1492年にコロンブスがアメリカ大陸を発見し、それ以降にヨーロッパ人によってサトウキビが持ち込まれ、気候が栽培に適していたことからカリブ海の島はサトウキビの一大産地となりました。
ラム酒発祥の地
ラム酒の発祥については諸説ありますが、以下の2つの説が有力視されています。いずれの説にせよ、17世紀にはラム酒が誕生していたと言われています。
バルバドス島説
17世紀にバルドス島に移住したイギリス人によってラム酒の製造が始まったという説。
プエルトリコ島説
16世紀の初頭に、プエルトリコに来たスペイン人冒険家「フアン・ポンセ・デ・レオン」の隊員の1人が蒸留技術を持っており、ラム酒を開発したという説。
名前の由来
ラム酒の名前の由来についても諸説あり、確定的な情報はありません。有力視されているのは、バルバドス島の原住民が酔って騒いでいるのを見たイギリス人が「rumbullion」と表現したのがきっかけという説です。

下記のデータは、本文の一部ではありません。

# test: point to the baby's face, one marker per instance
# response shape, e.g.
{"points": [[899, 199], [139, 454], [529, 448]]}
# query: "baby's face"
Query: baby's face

rumbullionとは、デボンシャー方言で「興奮」という意味であり、現在最も有力視されています。
日本ラムの歴史
日本におけるラム酒の歴史についても少しご紹介します。日本でも古くからラム酒を飲んでいた地域があります。それは「小笠原諸島」です。小笠原諸島では1830年頃の開拓の初期から欧米系の定住者が捕鯨船と取引を行ってラム酒を入手していました。
1876年に小笠原諸島が日本領土と確定してからは、サトウキビの本格的な栽培が始まり、製糖業が盛んになりました。製糖の過程で出る副産物「モラセス」を発酵し、蒸留した蒸留酒を島民は飲むようになりました。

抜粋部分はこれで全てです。